Binnenland

Records van kabinet-Balkenende

In een poging leuk te zijn, sneerde PvdA-fractievoorzitter Van Nieuwenhoven zoiets nog nooit te hebben meegemaakt: een kabinet dat in de Tweede Kamer valt bij de bespreking van de agenda van de Kamer. Ook andere fractievoorzitters benadrukten woensdag dat het kabinet-Balkenende enig in zijn soort was. Klopt dat? Was dit kabinet uniek?

Menno de Bruyne
18 October 2002 10:34Gewijzigd op 13 November 2020 23:53

Volgens sommige politici en de wat vluchtiger media komt het kabinet van premier Balkenende in aanmerking voor diverse vermeldingen in het Guinness Book of Records. Vaak was te horen en te lezen dat het kabinet-Balkenende het kortst zittende kabinet is van na de Tweede Wereldoorlog.
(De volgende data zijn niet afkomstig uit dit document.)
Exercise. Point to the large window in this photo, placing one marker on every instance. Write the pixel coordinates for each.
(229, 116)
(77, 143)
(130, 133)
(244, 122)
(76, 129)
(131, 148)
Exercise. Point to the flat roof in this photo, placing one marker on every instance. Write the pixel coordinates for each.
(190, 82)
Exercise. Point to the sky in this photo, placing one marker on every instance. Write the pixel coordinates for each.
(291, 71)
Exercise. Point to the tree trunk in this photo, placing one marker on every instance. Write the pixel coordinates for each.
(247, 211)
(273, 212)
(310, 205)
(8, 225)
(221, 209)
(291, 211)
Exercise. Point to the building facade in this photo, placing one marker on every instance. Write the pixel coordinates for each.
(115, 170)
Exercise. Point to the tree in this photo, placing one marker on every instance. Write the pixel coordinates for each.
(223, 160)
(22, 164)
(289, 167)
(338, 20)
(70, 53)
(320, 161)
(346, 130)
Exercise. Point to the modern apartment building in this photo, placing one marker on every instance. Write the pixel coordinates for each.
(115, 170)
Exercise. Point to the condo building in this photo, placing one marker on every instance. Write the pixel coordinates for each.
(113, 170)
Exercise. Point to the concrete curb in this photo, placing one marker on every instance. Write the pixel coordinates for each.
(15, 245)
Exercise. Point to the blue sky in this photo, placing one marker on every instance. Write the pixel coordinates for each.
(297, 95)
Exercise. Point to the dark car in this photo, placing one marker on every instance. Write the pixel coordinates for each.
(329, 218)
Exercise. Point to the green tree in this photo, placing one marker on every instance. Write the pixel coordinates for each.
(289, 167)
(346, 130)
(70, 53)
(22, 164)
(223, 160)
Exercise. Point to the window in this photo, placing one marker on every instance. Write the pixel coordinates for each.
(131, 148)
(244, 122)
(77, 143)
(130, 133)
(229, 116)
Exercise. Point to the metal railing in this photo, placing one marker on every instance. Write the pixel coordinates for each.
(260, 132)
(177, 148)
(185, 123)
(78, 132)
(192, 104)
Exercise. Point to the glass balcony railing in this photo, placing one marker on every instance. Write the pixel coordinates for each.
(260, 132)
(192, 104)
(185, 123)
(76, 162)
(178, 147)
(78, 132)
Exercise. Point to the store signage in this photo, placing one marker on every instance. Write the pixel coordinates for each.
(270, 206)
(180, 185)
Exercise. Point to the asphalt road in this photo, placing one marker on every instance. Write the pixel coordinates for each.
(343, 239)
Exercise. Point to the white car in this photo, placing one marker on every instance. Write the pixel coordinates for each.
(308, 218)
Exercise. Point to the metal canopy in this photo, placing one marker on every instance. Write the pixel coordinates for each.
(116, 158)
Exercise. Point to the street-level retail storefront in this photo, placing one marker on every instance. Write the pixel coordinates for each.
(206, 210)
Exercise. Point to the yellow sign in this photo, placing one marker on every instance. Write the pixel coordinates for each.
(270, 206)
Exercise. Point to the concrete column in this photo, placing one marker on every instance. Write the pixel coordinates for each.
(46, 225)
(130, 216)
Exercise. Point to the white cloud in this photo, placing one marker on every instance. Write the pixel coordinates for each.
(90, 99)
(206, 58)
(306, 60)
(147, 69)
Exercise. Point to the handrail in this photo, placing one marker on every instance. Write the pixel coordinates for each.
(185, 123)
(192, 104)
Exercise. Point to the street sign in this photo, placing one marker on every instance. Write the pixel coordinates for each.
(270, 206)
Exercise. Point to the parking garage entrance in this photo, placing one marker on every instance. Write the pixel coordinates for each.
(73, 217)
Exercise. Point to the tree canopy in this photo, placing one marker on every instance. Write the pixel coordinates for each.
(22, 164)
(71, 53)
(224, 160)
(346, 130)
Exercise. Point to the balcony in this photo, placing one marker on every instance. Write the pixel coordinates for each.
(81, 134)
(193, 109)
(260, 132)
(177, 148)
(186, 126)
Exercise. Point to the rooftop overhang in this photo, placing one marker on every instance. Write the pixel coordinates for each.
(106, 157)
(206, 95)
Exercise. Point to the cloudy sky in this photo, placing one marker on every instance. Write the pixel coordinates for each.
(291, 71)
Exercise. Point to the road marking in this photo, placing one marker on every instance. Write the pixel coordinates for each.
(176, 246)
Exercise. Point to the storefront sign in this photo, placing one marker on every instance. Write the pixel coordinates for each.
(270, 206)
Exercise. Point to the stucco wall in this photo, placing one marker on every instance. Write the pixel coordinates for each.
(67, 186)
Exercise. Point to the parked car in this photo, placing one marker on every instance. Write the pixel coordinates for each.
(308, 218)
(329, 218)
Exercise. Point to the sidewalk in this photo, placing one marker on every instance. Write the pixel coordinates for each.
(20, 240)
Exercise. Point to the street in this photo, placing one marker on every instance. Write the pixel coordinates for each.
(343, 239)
Welnu, na enig telwerk blijkt dat inderdaad te kloppen. Premier Balkenende kwam met zijn -eerste?- kabinet niet verder dan 87 dagen. Daarmee bleef de CDA’er ruim onder de 135 dagen die op naam staan van premier Zijlstra (1966-1967), de 149 dagen van minister-president Beel (1958-1959), de 159 dagen van Van Agt III (1982) en de 260 dagen van Van Agt II (1981-1982).
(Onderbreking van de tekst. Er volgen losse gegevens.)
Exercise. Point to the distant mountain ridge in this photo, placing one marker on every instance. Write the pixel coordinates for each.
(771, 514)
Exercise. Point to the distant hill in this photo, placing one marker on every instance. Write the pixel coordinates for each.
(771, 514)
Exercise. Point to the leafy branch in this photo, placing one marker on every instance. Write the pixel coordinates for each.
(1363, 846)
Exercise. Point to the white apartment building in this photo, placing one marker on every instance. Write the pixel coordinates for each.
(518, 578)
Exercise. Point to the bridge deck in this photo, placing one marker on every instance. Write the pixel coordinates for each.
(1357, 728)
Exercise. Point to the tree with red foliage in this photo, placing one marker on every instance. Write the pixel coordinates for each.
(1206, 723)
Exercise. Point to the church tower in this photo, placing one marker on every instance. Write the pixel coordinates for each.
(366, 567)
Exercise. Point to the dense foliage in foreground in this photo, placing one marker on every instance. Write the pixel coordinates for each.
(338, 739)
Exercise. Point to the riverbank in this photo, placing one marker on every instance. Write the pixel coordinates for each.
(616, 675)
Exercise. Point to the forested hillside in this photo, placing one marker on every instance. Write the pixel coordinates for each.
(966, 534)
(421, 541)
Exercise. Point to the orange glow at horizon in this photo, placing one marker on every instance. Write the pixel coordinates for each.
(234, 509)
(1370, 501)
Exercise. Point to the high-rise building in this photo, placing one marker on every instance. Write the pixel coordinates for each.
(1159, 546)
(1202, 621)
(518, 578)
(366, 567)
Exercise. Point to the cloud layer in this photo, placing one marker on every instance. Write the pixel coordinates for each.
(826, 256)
Daarbij past nog de kanttekening dat, op Van Agt II na, die andere ’korte kabinetten’ interim-kabinetjes waren, geformeerd om na een crisis in korte tijd verkiezingen voor te bereiden. Tegelijkertijd is het maar net in welk jaar je begint te tellen. Wie de lat niet legt bij 1945 maar de héle parlementaire geschiedenis overziet, zal zien dat het nóg korter kan.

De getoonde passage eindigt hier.